The Family Game by Catherine Steadman
Title: The Family Game
Author: Catherine Steadman
Publisher: Ballantine Books
Genre: Suspense/thriller, Women’s fiction
Format: hardcover
Previous works: The Disappearing Act, Mr. Nobody, Something in the Water
Harriet Reed, a novelist on the brink of literary stardom, is newly engaged to Edward Holbeck, the heir of an extremely powerful family. And even though Edward has long tried to severe ties with them, news of the couple’s marital bliss has the Holbecks inching back into their lives.
As Harriet is drawn into their lavish world, the family seems perfectly welcoming. So when Edward’s father, Robert, hands Harriet a tape of a book he’s been working on, she is desperate to listen.
But as she presses play, it’s clear that this isn’t just a novel. It’s a confession.
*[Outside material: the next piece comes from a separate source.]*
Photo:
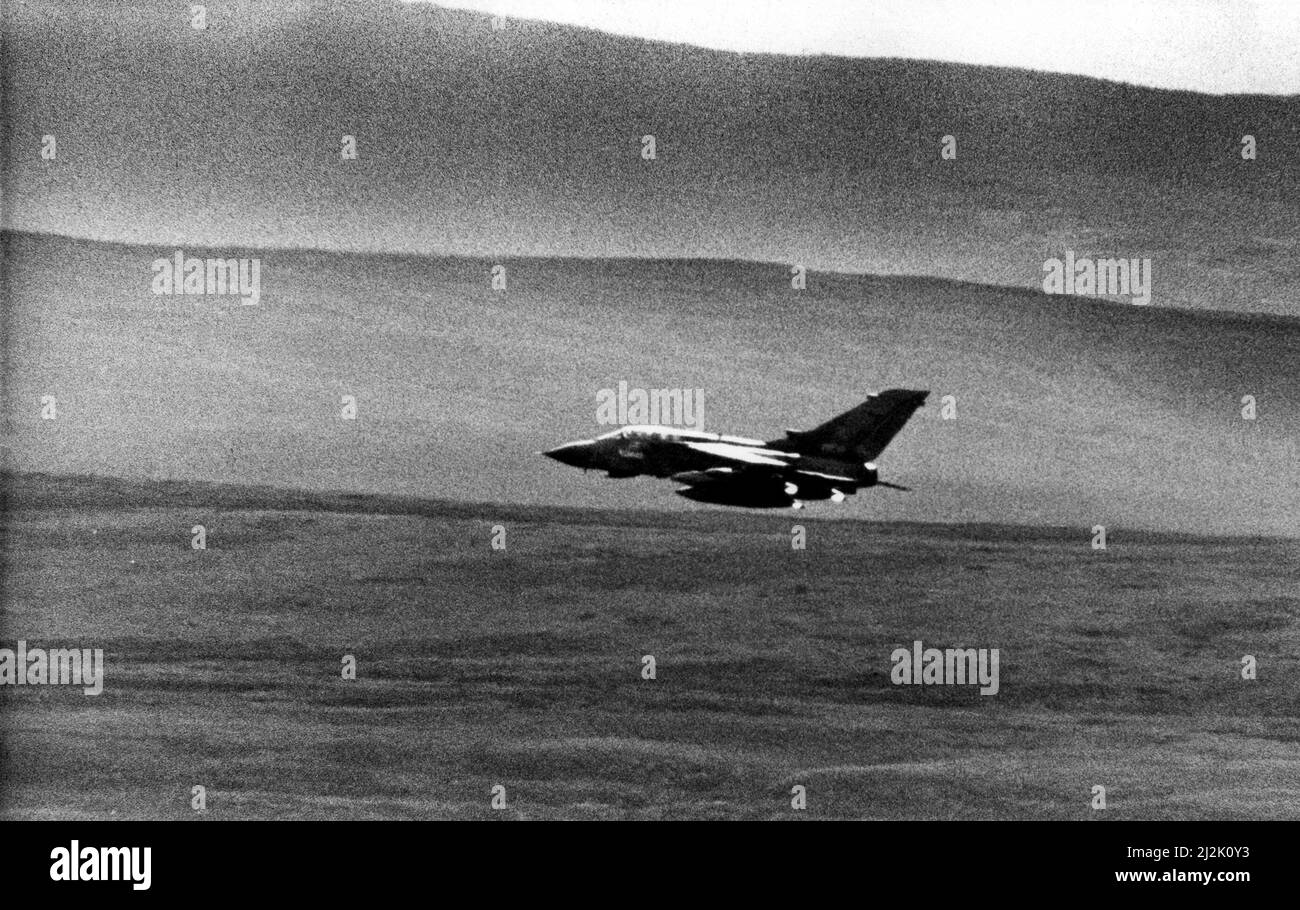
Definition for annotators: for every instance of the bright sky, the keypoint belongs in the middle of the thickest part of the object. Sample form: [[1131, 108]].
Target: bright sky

A confession to a grisly crime. A murder. And, suddenly, the game is in motion.
Feeling isolated and confused, Harriet must work out if this is part of a plan to test her loyalty. Or something far darker. What is it that Robert sees in her? Why give her the power to destroy everything?
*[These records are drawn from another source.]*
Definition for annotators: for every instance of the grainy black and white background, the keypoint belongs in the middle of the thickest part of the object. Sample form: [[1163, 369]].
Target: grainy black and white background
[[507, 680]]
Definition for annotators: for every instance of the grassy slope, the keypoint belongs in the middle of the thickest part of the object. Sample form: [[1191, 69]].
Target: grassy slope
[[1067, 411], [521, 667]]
This might be a game to the Holbeck family—but losing might still prove deadly.
Our weekly thriller!
When We Were Sisters by Fatimah Asghar
Title: When We Were Sisters
Author: Fatimah Asghar
Publisher: One World
Genre: Fiction
Format: hardcover
Previous works: If They Come For Us
In this heartrending, lyrical debut work of fiction, Fatimah Asghar traces the intense bond of three orphaned siblings who, after their parents die, are left to raise one another. The youngest, Kausar, grapples with the incomprehensible loss of their parents as she also charts out her own understanding of gender; Aisha, the middle sister, spars with her “crybaby” younger sibling as she desperately tries to hold on to her sense of family in an impossible situation; and Noreen, the eldest, does her best in the role of sister-mother while also trying to create a life for herself, on her own terms.
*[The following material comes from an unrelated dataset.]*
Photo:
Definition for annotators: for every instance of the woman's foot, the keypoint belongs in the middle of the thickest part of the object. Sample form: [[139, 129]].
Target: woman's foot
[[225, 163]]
As Kausar grows up, she must contend with the collision of her private and public worlds, and choose whether to remain in the life of love, sorrow, and codependency that she’s known or carve out a new path for herself. When We Were Sisters tenderly examines the bonds and fractures of sisterhood, names the perils of being three Muslim American girls alone against the world, and ultimately illustrates how those who’ve lost everything might still make homes in one another.
This one’s a debut novel-Asghar’s first book was poetry. As someone with an interest in writing both poetry and prose, I love a poet-turned-novelist. (Remember my love of Lincoln in the Bardo?) I think they tend to stretch language in unique ways and produce gorgeous stories, but maybe I’m biased.